The city is putting Washington Park under the microscope after some residents raised concerns that trees and open space were slowly disappearing from Burlingame’s crown jewel.
While some residents argue that deforestation is a growing problem, city officials say, that Washington Park is nearly filled to capacity with trees. Figures from the Parks and Recreation department also show that citywide, more trees have been planted than removed.
Residents Charles Voltz said that over the last 20 years there appeared to be a slow loss of green space in the park. He and others, including resident Stephen Hamilton, are calling for the city to prepare a schedule and budget for replanting.
"There’s an awful lot of deforestation, not just in Burlingame, but nationwide," Hamilton said. "But there doesn’t seem to be a lot of reforestation."
Newly appointed Parks and Recreation Commissioner and Washington Park neighbor Susan Castner-Paine said that anticipating further in advance when trees will need to be replaced would be one option. The commission has asked city staff to prepare a report addressing Voltz’ concerns, to be presented at a meeting in January.
"I want to make the commission aware that there are many Burlingame residents who care about the trees in this park," Castner-Paine said. "I expect city staff will be receptive to that as well."
Predicting when specific trees should come down, however, would be a tough task, particularly since the city likes to hold on to trees as long as possible, Parks Supervisor Bob Disco said.

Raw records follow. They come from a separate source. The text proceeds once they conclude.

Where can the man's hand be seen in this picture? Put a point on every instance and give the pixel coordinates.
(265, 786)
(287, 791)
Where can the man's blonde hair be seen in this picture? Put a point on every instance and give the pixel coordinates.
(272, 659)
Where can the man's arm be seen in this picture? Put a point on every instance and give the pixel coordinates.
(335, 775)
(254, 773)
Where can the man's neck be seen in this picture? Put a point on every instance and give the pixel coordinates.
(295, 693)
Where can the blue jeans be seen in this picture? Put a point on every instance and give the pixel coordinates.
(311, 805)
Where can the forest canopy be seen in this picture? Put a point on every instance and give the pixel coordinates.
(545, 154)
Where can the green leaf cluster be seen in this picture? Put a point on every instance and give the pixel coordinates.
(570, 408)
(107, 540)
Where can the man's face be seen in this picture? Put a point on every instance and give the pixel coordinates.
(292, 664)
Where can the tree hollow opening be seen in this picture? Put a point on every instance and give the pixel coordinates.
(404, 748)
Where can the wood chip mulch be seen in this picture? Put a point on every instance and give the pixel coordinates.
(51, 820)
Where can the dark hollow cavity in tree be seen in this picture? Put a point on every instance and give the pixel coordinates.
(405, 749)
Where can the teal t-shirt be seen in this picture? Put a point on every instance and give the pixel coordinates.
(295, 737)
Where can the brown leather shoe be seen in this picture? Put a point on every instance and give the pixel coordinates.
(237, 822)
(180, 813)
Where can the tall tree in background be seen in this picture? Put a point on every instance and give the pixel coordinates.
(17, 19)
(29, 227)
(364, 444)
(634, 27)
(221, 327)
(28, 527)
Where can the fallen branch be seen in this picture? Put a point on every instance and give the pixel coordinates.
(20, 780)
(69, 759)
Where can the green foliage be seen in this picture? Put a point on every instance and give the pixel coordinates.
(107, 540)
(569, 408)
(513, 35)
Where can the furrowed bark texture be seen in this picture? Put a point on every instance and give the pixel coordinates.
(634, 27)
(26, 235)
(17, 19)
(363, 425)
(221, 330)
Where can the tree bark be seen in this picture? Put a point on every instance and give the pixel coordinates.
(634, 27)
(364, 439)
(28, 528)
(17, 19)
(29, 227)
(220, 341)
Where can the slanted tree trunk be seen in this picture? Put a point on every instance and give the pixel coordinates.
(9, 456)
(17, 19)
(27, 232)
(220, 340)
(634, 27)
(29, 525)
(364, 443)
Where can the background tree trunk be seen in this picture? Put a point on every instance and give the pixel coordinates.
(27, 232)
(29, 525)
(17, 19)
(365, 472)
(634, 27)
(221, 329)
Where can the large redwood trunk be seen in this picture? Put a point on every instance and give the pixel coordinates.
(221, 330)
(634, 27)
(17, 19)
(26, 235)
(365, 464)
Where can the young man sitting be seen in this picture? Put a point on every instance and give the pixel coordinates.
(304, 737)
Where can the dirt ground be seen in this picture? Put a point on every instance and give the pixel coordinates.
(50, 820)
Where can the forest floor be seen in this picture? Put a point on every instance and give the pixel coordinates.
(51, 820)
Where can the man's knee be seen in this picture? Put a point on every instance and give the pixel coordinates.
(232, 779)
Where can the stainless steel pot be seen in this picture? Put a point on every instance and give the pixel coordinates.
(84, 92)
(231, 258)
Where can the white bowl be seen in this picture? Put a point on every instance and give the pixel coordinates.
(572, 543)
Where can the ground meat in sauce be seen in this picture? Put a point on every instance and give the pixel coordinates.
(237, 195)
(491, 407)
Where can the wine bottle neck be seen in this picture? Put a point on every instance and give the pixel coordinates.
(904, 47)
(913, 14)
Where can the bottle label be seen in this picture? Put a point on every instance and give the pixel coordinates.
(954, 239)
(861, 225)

Disco, who keeps tabs on all the trees in Washington Park, said he has already identified some trees that are diseased. However, he can’t tell exactly how long they will live or if and when they will start presenting safety issues.
"It could be three years, five years, it’s really hard to tell," Disco said.
The city only removes trees if they become weak due to age or disease or present a safety threat. In 2006, the city has planted at least 16 trees, including oaks, maples and crabapple, and removed six in the 17-acre park, according to Parks Superintendent Tim Richmond. Two of those removed trees blew down in the storms earlier this year and others suffered from Pine Pitch Canker disease.
"The skyline of the park changes every time one of these big trees comes down," Richmond said. "I’m sure that’s what regular park visitors have concerns about."
Trees have become a hot issue in the city lately, particularly with the planned removal of an Easton Drive eucalyptus tree that was chewing up the roadway and presenting public safety problems, according to city staff. A City Council hearing on that issue is scheduled in January.
» The next planting scheduled in mid-January should add approximately 57 more street trees, minus six to eight more removals.